В алматинском городском филиале Фонда социального медицинского страхования (ФСМС) рассказали, как происходит процесс оплаты клиникам за медицинские услуги, передает МИА «Казинформ».

Как известно, ФСМС с начала 2018 года является финансовым оператором гарантированного объема бесплатной медицинской помощи.

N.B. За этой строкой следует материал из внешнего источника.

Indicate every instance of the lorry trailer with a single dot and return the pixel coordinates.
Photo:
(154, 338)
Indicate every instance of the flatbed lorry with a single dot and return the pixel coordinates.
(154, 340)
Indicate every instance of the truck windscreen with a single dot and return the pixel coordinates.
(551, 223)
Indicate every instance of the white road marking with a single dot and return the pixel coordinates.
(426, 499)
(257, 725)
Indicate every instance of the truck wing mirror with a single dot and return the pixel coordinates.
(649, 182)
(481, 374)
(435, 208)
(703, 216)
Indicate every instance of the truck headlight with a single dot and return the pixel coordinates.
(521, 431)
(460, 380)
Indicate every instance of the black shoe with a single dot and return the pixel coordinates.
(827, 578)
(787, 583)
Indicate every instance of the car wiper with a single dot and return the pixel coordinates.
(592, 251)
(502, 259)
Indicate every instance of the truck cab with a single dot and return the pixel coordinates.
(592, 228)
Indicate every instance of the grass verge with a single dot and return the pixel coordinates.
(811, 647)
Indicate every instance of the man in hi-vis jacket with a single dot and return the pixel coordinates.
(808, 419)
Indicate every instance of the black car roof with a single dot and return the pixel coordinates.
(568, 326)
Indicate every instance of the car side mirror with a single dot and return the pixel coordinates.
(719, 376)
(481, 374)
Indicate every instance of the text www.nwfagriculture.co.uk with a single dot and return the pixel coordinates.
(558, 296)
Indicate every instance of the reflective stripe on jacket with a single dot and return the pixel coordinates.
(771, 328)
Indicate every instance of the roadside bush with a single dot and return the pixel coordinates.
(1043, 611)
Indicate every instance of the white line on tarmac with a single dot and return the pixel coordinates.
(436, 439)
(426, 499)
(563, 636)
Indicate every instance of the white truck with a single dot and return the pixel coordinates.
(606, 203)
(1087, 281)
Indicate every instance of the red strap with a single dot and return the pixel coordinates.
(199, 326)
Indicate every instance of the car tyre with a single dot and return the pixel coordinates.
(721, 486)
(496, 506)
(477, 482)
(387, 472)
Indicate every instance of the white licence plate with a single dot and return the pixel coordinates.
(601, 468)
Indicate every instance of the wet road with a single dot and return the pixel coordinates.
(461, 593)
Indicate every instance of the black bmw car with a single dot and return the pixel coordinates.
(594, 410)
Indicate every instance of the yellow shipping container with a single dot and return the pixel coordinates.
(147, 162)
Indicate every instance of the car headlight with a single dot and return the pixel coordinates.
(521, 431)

«Прежде всего, нужно отметить, что есть правила оплаты, утвержденные Министерством здравоохранения. В соответствии с ними для получения выплат медицинские организации должны предоставить счет-реестр с приложениями, заверенный подписью и печатью, согласованный протокол исполнения договорных обязательств и акт оказанных услуг, подписанный со стороны поставщика и филиала фонда», — рассказал директор филиала Тлеухан Абилдаев.

Он также отметил, что сумма выплаты зависит также от результатов мониторинга качества и объема медицинских услуг.

По его информации, в Алматы по итогам первого полугодия выявлены дефекты на сумму более 312 млн тенге, эти деньги удерживаются, а затем размещаются среди других медицинских организаций.

Как отметил Тлеухан Абилдаев, оплата осуществляется по утвержденным тарифам.

В настоящий момент Минздравом и фондом ведется активная работа по совершенствованию тарифной политики. В частности, в 2018 году уже были повышены тарифы на некоторые виды медицинской помощи. В их числе — первичная медико-санитарная, стационарозамещающая и скорая медицинская помощь.